The S & P500 index gained ground last week, stopping slightly below the 3,100 area. What to expect in the short term?
The S & P500 closed last week with a slight rise of 0.77% and after having made a climb in less than 2 months of over 40%, it is starting to hint at the first signs of hesitation.
The main driver who led this strong climb was certainly the expansion of the Federal Reserve budget which, according to an analysis by Morgan Stanley, could reach 10 trillion dollars by 2021.
However, in recent weeks we have seen a decrease in the purchases of securities by the American Central Bank and consequently a decrease in the index in question, despite the purchase of corporate bonds.
From the economic calendar point of view, historical rebound in retail sales for the month of May increased by more than 17%, far exceeding analysts’ expectations, whose forecast was for an 8% rebound.
However, initial unemployment claims increased by 1.5 million compared to the 1.3 million expected.
One event that needs to be monitored is the increase in the contagion curve in the U.S.
In fact, it is clear that the peak was reached in New York, but not in the other federal states that record a continuous increase in new infected people.

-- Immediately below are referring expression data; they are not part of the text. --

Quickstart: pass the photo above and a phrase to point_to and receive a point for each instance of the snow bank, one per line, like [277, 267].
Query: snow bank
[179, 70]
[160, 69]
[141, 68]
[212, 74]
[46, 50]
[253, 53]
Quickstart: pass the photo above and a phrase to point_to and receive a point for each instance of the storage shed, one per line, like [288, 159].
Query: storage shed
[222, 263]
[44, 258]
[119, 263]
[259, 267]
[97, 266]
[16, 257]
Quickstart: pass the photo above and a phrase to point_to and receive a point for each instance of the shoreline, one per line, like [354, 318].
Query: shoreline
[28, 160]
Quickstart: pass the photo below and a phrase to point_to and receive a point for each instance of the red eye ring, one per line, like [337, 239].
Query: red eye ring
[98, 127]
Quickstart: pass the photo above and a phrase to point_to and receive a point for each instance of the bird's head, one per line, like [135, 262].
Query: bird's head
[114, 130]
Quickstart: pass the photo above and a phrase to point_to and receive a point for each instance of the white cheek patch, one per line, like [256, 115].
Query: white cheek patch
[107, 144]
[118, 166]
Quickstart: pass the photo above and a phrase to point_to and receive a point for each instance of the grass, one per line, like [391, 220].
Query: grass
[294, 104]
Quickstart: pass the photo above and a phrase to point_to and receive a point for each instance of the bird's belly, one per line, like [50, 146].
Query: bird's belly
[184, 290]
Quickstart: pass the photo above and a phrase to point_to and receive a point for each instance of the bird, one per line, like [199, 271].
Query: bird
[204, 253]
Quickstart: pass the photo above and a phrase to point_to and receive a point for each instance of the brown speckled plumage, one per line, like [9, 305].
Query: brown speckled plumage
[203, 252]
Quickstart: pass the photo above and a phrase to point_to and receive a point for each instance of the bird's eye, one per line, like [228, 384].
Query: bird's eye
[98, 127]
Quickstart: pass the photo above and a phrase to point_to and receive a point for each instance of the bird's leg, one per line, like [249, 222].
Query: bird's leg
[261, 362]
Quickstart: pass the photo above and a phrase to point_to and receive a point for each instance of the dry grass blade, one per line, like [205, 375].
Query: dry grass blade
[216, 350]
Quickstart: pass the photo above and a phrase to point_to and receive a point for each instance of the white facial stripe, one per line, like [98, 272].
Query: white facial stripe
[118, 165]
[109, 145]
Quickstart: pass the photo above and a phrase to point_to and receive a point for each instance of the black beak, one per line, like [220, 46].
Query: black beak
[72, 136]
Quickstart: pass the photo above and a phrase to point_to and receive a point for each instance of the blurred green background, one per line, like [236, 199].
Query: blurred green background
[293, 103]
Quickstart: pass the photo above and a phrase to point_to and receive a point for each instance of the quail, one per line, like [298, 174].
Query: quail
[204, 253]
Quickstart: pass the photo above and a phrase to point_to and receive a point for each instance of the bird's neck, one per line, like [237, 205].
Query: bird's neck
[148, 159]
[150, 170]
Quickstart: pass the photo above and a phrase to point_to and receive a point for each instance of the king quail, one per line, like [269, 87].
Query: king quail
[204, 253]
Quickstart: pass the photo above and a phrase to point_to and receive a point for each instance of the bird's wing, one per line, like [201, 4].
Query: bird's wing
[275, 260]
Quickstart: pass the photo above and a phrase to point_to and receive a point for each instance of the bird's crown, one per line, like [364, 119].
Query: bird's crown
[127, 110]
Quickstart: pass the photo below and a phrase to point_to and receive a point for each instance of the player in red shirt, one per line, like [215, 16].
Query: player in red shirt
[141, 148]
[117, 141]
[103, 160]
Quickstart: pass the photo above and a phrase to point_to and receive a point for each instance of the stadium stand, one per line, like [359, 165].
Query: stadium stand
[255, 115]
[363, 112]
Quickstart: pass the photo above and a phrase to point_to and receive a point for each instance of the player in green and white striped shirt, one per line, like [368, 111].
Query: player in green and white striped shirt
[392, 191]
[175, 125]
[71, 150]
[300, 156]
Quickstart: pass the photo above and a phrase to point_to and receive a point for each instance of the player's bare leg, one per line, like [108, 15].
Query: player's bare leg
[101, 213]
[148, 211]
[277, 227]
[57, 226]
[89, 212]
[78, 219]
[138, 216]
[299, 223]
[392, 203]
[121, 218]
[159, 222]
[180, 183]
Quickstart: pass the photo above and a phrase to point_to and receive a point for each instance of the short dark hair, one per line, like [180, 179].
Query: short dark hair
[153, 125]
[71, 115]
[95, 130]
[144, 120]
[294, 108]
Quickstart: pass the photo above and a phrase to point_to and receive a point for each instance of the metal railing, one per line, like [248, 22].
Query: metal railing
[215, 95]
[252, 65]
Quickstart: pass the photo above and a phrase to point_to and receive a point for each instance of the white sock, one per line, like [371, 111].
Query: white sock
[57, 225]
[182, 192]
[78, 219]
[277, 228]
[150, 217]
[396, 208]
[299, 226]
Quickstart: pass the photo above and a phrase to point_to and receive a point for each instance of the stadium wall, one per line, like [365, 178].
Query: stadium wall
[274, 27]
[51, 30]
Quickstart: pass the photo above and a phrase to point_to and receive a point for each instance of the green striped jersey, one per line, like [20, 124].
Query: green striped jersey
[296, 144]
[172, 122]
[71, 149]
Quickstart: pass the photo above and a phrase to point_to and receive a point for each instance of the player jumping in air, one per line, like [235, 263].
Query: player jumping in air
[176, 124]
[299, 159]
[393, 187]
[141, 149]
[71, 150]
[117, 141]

The situation is also serious in Brazil.
So there are two events that can be catalysts of new bearish waves: excessive increase in new cases of Covid19 and a deterioration of macroeconomic data.
Beware that we are entering the second half of the year, with the release of the company quarterly reports shortly.
Operationally my speculative view on the S & P500 remains bearish, preferring short intraday trades.
The Dax gained even more than the S & P500 in the last eighth. Will the current bullish trend continue in the short term?
The Dax30 gained 3.19% last week and continues to be related to the American index, so the movement has been very similar with the due volatility differences between the two indices.
During the last eighth we saw economic data that bode well, starting from the Zew index, much better than expected. According to the Zew survey, German consumers expect a recovery in the economy and a return to complete normalcy by the end of the summer.
A case that is important to cite regarding the dax is the collapse of the prices of the Wirecard company, which in less than two days has lost 94% of its value with the consequent resignation of its CEO.
It appears that the company in question had huge budget holes.
As for the meeting of the members of the Eurogroup, held on Friday to talk about the Recovery Fund and its conditionalities, once again the decision is postponed to the next meeting as the countries of Northern Europe consider the current conditions unacceptable.
Finally, it is necessary to monitor the trend of the contagions here both in Germany and in Europe.
According to a Reuters survey, the virus’s reproductive rate in Germany jumped to 1.79 compared to 1.06 on Friday, a sign that it could shake up markets in the first part of the week.
My trading on the Dax index is the same as that suggested for the S & P500.
The euro-dollar is continuing to lose ground and has also returned below the 1.12 threshold. What are your expectations in the short term?
Negative week for the euro-dollar which dropped just under 1%: after a significant rise that brought the cross to touch the 1.14 level, we witnessed a few days of uncertainty and then gave in to the bearish pressures of the last sessions .
The fall was triggered by strong dollar demand due to the moment of uncertainty that we are experiencing in this last period, and then ended on Friday with a further decline due to a weakness of the single currency after the Eurogroup meeting.
My view continues to be bullish on the euro-dollar and last week’s decline increases my likelihood of a long entry.
However, to ensure a more favorable risk-return ratio, I would wait for a further drop of at least 50/100 pips before intervening.
Gold lengthened its pace at the end of the week. Are there conditions for further bullish hints in the short term?
Gold closed positively last week, climbing more than 1%: gold
it seems to have finished its phase of sideways which lasted a few weeks and has firmly returned above $ 1,740.
Commodity continues to be very interesting also because the price can move upwards both due to uncertainty and thanks to the “generosity” of the Central Banks.
Furthermore, expectations of low real rates can push quotations even higher. According to Goldman Sachs, following the model of expectations on future real rates, gold could soon reach $ 2000, a target that we have been keeping an eye on for some time.
Operationally, the view continues to be long and here too I wait for a reversal of at least 2.5% before entering long.